O poeta, dramaturgo e filósofo espanhol Ramón de Campoamor (1817-1901) vive no ostracismo. Suas obras não suportaram a passagem do tempo. Ao longo do século XX, foram se tornando mero registro literário. Não há nelas o fogo da originalidade. Nenhuma editora brasileira, em sã consciência, teria interesse em traduzi-las hoje.
Lendo alguns poemas curtos que Ramón de Campoamor escreveu sob o título de Humoradas, este me chamou a atenção:
Yo conocí un labrador
que, celebrando mi gloria,
al borrico de su noria
le llamaba Campoamor.
Mistura de modéstia e ironia (e um pouco de profecia involuntária), como ficariam esses quatro versos em português?
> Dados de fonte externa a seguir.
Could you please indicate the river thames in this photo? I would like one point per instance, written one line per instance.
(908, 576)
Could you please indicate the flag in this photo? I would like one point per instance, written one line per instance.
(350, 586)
A única dificuldade está na palavra noria, "engenho para tirar água de poços ou cisternas, composto de uma roda que faz girar a corda a que estão presos alcatruzes" (Dicionário Houaiss), "nora" em português.
Burro de nora |
O contraste entre gloria e noria está patente em espanhol. Mas que soluções haveria em nosso idioma para manter essa tensão entre fama e rusticidade? Confirmamos a presença do burro de nora, procurando uma palavra para rimar, que não seja "glória"?
Conheci um lavrador
que homenageava minha obra
chamando de Campoamor
seu burrinho de nora.
seu burrinho de nora.
Se mandarmos o burro passear e quebrarmos a nora, teremos que achar um outro animal:
Conheci um lavrador
que me prestava homenagem
chamando de Campoamor
seu boi de pastagem.
seu boi de pastagem.
O boi de pastagem entrou de gaiato nessa quadra. Poderia um simples lavrador ser proprietário de um boi de pastagem? Por outro lado, o boi parece mais "nobre" do que um burro que fica dando voltas burramente...
Conheci um lavrador
que por minha reputação
chamava de Campoamor
seu burrinho de estimação.
O burro reaparece, sem a nora. Só espero não ter dado com o burro n'água...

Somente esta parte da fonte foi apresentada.